Un artiste se dit-il jamais lui-même poète ? Oui, s’il fait dans le métrique et le versifié : rien à faire, il faut avouer. Mais pour l’auteur qui ne compose rien qui ressemble à des poèmes, mais qui pourtant, parfois, se prend à imaginer que ses travaux sont, en quelque sorte et pour épuiser le cliché, empreints de poésie ? N’insistez pas, c’est inutile : l’auteur ne s’humiliera pas à ce point. Comme l’explique l’écrivain Éric Chevillard : «Poète, […] il me paraît impossible de se prétendre tel, c’est dire froidement « je suis une sorte de Rimbaud ».»[1] À l’étiquette «poète» s’attache toute une mystique dont il est quasi impossible de se défaire : le poète est ce singulier personnage, cet acteur de la littérature, brûlant, incontrôlé, dont toute la vie est consacrée la confection de son propre tombeau, qui s’appelle l’Œuvre. Depuis le Romantisme, le poète est, presque par définition, maudit. Donner du poète à quelqu’un, c’est, en un sens souterrain mais ô combien réel, lui souhaiter une trop courte vie faite de souffrance et d’incompréhension, avec la gloire, peut-être, mais longtemps après le trépas.

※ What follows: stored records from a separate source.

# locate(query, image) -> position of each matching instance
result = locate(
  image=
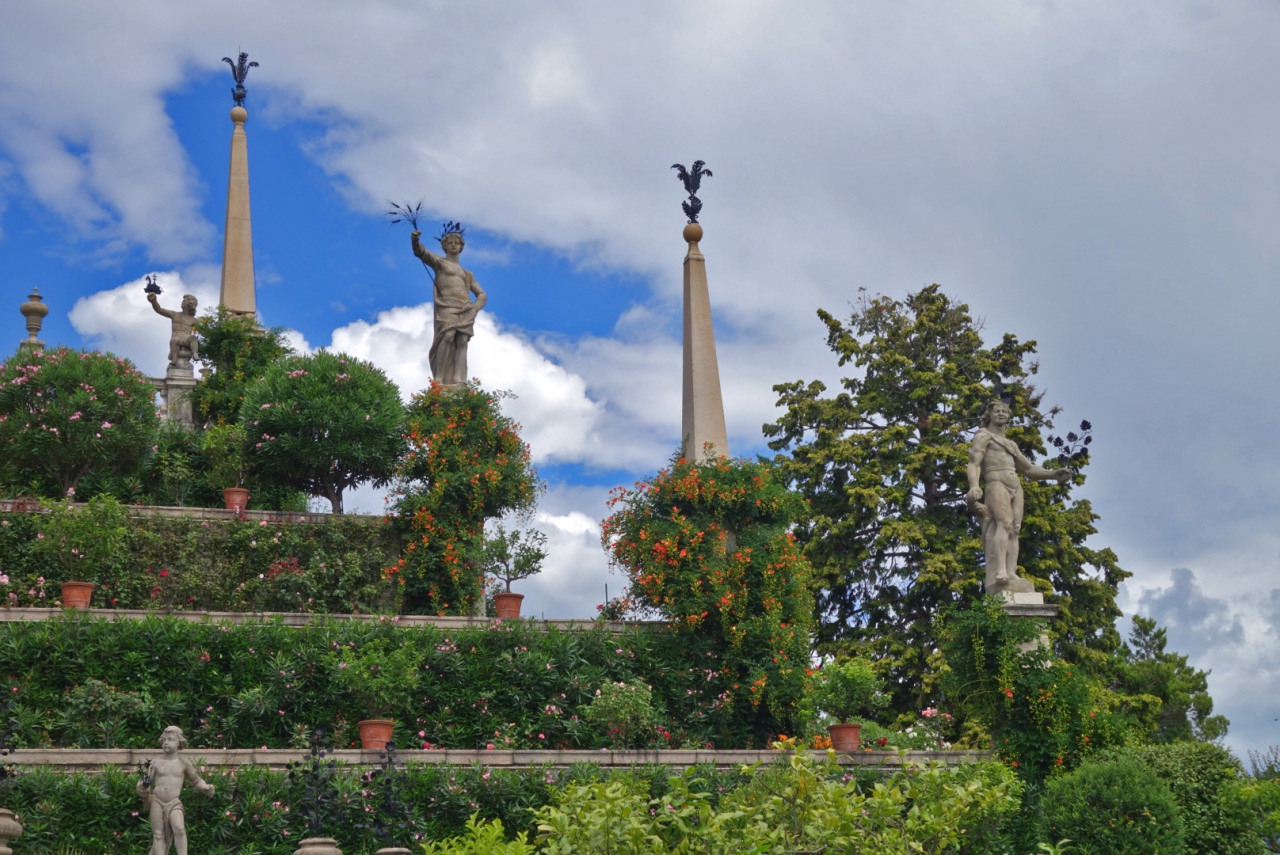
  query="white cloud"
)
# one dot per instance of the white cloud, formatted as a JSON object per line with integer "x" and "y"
{"x": 120, "y": 320}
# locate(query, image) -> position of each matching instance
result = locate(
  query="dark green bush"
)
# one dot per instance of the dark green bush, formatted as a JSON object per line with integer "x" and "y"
{"x": 1112, "y": 808}
{"x": 261, "y": 684}
{"x": 1203, "y": 780}
{"x": 184, "y": 563}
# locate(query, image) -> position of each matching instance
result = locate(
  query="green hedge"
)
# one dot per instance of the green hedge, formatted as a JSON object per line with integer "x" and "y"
{"x": 264, "y": 684}
{"x": 186, "y": 563}
{"x": 254, "y": 809}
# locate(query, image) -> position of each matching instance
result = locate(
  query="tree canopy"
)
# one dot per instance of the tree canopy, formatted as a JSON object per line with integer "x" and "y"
{"x": 882, "y": 465}
{"x": 323, "y": 424}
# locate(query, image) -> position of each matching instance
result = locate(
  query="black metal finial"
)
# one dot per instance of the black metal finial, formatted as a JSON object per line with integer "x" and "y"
{"x": 693, "y": 179}
{"x": 240, "y": 71}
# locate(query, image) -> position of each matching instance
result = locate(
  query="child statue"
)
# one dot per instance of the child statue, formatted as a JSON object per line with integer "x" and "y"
{"x": 161, "y": 799}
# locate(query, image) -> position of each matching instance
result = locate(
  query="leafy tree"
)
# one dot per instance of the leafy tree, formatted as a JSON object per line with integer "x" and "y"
{"x": 64, "y": 414}
{"x": 465, "y": 463}
{"x": 323, "y": 424}
{"x": 882, "y": 465}
{"x": 241, "y": 351}
{"x": 1142, "y": 667}
{"x": 708, "y": 545}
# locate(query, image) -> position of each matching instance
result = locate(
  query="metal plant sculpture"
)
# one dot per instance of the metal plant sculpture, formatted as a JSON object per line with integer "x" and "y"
{"x": 693, "y": 179}
{"x": 240, "y": 71}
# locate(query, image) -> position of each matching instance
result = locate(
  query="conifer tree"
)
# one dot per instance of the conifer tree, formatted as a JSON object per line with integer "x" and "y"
{"x": 882, "y": 463}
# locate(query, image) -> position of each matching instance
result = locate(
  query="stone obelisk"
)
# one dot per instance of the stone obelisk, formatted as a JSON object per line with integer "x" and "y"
{"x": 238, "y": 292}
{"x": 702, "y": 426}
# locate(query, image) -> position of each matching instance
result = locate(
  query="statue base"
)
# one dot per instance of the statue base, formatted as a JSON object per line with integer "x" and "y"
{"x": 1029, "y": 606}
{"x": 174, "y": 391}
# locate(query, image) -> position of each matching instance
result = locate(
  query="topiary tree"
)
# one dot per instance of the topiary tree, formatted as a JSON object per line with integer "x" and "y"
{"x": 65, "y": 412}
{"x": 323, "y": 424}
{"x": 241, "y": 351}
{"x": 1112, "y": 808}
{"x": 465, "y": 463}
{"x": 708, "y": 544}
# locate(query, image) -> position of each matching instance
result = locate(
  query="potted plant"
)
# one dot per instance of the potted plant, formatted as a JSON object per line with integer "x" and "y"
{"x": 845, "y": 689}
{"x": 315, "y": 795}
{"x": 228, "y": 465}
{"x": 83, "y": 540}
{"x": 510, "y": 557}
{"x": 380, "y": 679}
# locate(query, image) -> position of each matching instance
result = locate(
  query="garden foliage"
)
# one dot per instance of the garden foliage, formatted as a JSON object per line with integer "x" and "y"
{"x": 65, "y": 414}
{"x": 186, "y": 563}
{"x": 1112, "y": 808}
{"x": 708, "y": 545}
{"x": 882, "y": 465}
{"x": 465, "y": 463}
{"x": 323, "y": 424}
{"x": 265, "y": 684}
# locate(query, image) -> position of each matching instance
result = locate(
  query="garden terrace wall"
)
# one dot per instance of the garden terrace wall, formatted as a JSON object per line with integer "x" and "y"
{"x": 100, "y": 759}
{"x": 305, "y": 618}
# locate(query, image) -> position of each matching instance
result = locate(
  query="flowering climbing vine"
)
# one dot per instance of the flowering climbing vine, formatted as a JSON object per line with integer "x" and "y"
{"x": 708, "y": 545}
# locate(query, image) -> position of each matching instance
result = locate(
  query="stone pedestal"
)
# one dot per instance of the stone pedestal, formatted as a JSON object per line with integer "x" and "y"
{"x": 174, "y": 389}
{"x": 1029, "y": 604}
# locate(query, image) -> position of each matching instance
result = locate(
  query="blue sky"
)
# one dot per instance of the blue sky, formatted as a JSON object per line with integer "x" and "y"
{"x": 1100, "y": 177}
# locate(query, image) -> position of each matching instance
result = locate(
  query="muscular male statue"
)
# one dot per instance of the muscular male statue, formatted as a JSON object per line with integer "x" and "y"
{"x": 455, "y": 312}
{"x": 183, "y": 337}
{"x": 997, "y": 461}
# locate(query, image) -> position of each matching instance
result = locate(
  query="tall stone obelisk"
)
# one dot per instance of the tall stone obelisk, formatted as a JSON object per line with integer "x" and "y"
{"x": 238, "y": 293}
{"x": 702, "y": 424}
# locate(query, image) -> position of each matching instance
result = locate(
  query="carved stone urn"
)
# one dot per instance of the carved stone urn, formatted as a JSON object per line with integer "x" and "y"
{"x": 316, "y": 846}
{"x": 10, "y": 830}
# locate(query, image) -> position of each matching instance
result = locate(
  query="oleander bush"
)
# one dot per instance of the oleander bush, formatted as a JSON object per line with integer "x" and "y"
{"x": 184, "y": 563}
{"x": 261, "y": 684}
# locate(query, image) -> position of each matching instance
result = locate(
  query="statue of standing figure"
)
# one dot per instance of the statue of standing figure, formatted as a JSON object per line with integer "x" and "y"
{"x": 183, "y": 344}
{"x": 997, "y": 461}
{"x": 161, "y": 799}
{"x": 453, "y": 310}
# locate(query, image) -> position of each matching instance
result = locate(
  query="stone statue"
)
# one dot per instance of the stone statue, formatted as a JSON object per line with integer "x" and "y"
{"x": 997, "y": 461}
{"x": 183, "y": 344}
{"x": 161, "y": 799}
{"x": 455, "y": 311}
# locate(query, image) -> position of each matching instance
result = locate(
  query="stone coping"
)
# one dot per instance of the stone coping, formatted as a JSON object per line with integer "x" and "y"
{"x": 142, "y": 511}
{"x": 304, "y": 618}
{"x": 99, "y": 759}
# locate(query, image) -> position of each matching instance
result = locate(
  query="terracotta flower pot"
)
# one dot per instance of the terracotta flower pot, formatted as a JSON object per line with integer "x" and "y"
{"x": 507, "y": 603}
{"x": 77, "y": 594}
{"x": 375, "y": 734}
{"x": 10, "y": 830}
{"x": 236, "y": 498}
{"x": 318, "y": 846}
{"x": 845, "y": 737}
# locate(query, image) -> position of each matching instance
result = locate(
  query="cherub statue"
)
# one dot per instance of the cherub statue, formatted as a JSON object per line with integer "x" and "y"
{"x": 455, "y": 311}
{"x": 997, "y": 461}
{"x": 161, "y": 799}
{"x": 183, "y": 344}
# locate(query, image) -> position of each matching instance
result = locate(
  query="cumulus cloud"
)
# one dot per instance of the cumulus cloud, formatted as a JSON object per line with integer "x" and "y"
{"x": 120, "y": 320}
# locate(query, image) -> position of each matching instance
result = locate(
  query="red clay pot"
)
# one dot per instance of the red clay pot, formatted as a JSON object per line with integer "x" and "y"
{"x": 845, "y": 737}
{"x": 77, "y": 594}
{"x": 375, "y": 734}
{"x": 236, "y": 498}
{"x": 507, "y": 603}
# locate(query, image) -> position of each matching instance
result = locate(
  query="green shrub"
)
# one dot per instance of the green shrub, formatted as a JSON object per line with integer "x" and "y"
{"x": 624, "y": 713}
{"x": 848, "y": 687}
{"x": 504, "y": 684}
{"x": 1203, "y": 780}
{"x": 186, "y": 563}
{"x": 1112, "y": 808}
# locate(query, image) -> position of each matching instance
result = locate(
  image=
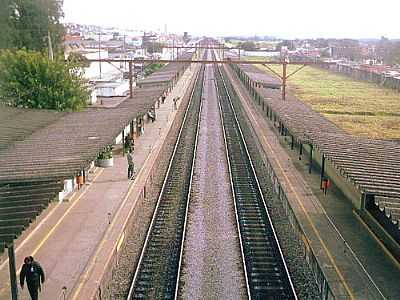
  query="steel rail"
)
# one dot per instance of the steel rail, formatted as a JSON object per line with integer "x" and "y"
{"x": 256, "y": 290}
{"x": 163, "y": 191}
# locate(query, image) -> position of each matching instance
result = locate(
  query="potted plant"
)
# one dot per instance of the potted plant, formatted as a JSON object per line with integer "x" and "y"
{"x": 105, "y": 158}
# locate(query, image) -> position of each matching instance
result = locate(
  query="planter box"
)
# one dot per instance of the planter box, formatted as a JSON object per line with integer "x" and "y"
{"x": 105, "y": 163}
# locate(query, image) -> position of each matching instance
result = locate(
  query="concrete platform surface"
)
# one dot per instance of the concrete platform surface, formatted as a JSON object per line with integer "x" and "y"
{"x": 356, "y": 263}
{"x": 68, "y": 239}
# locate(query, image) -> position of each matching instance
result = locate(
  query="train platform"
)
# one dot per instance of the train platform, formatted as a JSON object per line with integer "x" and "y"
{"x": 72, "y": 240}
{"x": 354, "y": 262}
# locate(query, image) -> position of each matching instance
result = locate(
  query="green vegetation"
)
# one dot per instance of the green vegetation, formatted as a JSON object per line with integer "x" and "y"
{"x": 359, "y": 107}
{"x": 27, "y": 23}
{"x": 29, "y": 79}
{"x": 152, "y": 68}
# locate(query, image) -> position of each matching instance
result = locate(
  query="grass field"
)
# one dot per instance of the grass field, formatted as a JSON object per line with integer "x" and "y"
{"x": 360, "y": 108}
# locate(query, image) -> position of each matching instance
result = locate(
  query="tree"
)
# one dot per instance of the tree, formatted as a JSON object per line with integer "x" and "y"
{"x": 29, "y": 79}
{"x": 30, "y": 22}
{"x": 248, "y": 45}
{"x": 391, "y": 54}
{"x": 5, "y": 24}
{"x": 154, "y": 47}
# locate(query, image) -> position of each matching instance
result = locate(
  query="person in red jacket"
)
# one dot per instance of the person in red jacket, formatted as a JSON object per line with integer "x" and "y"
{"x": 33, "y": 272}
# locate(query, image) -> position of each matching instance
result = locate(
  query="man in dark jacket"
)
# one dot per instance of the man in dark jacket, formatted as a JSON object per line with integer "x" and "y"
{"x": 33, "y": 272}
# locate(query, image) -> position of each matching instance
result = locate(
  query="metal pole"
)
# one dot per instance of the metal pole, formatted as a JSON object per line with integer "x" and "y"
{"x": 100, "y": 54}
{"x": 130, "y": 80}
{"x": 284, "y": 80}
{"x": 13, "y": 272}
{"x": 322, "y": 169}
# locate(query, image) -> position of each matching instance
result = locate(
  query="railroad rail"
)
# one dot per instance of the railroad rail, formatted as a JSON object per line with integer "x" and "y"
{"x": 267, "y": 276}
{"x": 156, "y": 275}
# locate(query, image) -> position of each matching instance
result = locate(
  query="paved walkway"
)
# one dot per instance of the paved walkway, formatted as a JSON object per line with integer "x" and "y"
{"x": 65, "y": 240}
{"x": 322, "y": 215}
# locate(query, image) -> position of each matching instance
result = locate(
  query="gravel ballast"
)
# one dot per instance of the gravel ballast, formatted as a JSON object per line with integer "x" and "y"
{"x": 212, "y": 263}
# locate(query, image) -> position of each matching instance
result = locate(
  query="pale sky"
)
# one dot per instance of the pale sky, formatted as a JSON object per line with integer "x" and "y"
{"x": 288, "y": 19}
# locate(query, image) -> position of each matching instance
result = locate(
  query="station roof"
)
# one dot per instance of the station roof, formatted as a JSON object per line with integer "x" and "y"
{"x": 68, "y": 144}
{"x": 41, "y": 148}
{"x": 38, "y": 144}
{"x": 372, "y": 165}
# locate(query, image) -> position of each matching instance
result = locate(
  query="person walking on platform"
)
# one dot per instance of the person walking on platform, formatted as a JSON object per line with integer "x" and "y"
{"x": 33, "y": 272}
{"x": 131, "y": 166}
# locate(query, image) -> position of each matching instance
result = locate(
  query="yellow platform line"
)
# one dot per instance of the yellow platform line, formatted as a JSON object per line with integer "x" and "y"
{"x": 99, "y": 248}
{"x": 387, "y": 252}
{"x": 47, "y": 236}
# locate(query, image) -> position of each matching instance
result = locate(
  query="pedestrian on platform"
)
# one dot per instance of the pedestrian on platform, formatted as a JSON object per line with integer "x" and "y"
{"x": 131, "y": 167}
{"x": 33, "y": 272}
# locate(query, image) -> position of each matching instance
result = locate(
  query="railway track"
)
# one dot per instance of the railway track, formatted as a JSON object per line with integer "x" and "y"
{"x": 157, "y": 272}
{"x": 267, "y": 276}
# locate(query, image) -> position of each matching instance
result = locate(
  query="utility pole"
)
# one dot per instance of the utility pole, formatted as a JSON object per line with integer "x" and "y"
{"x": 284, "y": 65}
{"x": 130, "y": 80}
{"x": 100, "y": 53}
{"x": 124, "y": 52}
{"x": 51, "y": 55}
{"x": 13, "y": 271}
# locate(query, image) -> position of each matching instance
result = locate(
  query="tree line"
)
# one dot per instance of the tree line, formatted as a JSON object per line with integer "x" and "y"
{"x": 31, "y": 76}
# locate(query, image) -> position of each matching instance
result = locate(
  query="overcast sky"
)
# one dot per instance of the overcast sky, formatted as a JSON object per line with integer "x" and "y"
{"x": 282, "y": 18}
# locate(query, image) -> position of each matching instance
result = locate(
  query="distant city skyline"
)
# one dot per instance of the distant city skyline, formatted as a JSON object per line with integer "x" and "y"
{"x": 294, "y": 19}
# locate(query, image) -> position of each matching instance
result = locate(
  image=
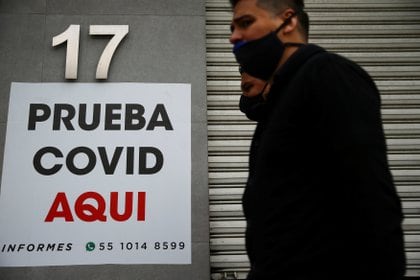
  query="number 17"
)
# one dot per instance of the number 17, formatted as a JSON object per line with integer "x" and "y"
{"x": 72, "y": 34}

Aussi n’est-il pas étonnant que l’on appelle rétrospectivement poètes des auteurs maudits de tout acabit. C’est une forme de respect posthume à un créateur que l’on considère n’avoir pas été suffisamment compris de son vivant, mêlé à l’espoir que son œuvre fleurira sur sa tombe. «Poète» cesse alors d’être une tare, le mot devient magique. Il fait soudain vendre des livres ! Pas seulement ceux de l’auteur lui-même, mais aussi ceux qu’on fera sur lui. Je ne veux pas mettre en doute les bonnes intentions exprimées par Jean Teulé et Florence Cestac, auteurs de Je voudrais me suicider mais je n’ai pas le temps, seulement noter qu’eux aussi, en faisant la promotion de cette biographie de Schlingo, tiennent à souligner le mot «poète»,[2] comme s’il était la clé qu’on avait négligée. Soudain, le mot est une circonstance atténuante, la raison secrète expliquant la malséance affichée en public par un auteur qui, on ne peut que le voir aujourd’hui, vivait hors de notre monde, perdu d’avance, «dans sa bulle» sans doute…

Soit. Mais encore ? C’est à dire que si on peut se servir d’un mot à la connotation glissante dans un but de réhabilitation, on peut également se poser une question plus prosaïque qui est : en quoi l’œuvre du poète Charlie Schlingo est-elle de la poésie ? Et au fait, est-elle de la poésie ? La question est compliquée du fait que l’on n’a jamais vraiment défini ce qui, dans la bande dessinée, pouvait être considéré comme de la poésie — pas plus qu’il ne va de soi d’identifier telle ou telle œuvre à de la «prose», d’ailleurs. Le problème se rencontre aussi au cinéma où l’on dira de certains films qu’ils sont «poétiques» mais toujours de manière assez intuitive, parce qu’ils nous rappellent une certaine idée de la poésie. Mais quelle idée ? Le poème n’est pas tant une idée qu’une forme, un rythme, mais aussi quelques manières d’arranger le langage qui lui sont propres. Le poète, pour nous faire accéder à son monde intérieur, use d’images, ce qui nous fait une belle jambe, puisque en bande dessinée l’image est partout. Mais ne faisons pas plus bêtes que nous sommes : l’image n’est qu’un symptôme, ce qui compte c’est ce qu’elle énonce, en autant qu’il s’agisse de quelque chose d’autre qu’elle-même. On a raison de dire que chaque figure de Fred est poétique, parce qu’elle nous mène toujours ailleurs qu’en elle-même. De même que chez Herriman, le texte est une fête du langage et le dessin une libération de l’image. Quant aux pages de La Beauté de Blutch, elles sont poétiques car tout en étant narratives elles ne nous racontent rien, elles évoquent, elles font penser à. Mais à quoi ? À ce que vous voulez qui ne soit pas déjà sur la page. Là où la prose, et à plus forte partie le roman (et la bande dessinée populaire est bien une forme courte de roman), tente de faire tenir son monde en une unité temporelle et spatiale, le poème se veut comme un portail magique qui mènerait dans quelque chose qui n’est ni un endroit, ni un temps.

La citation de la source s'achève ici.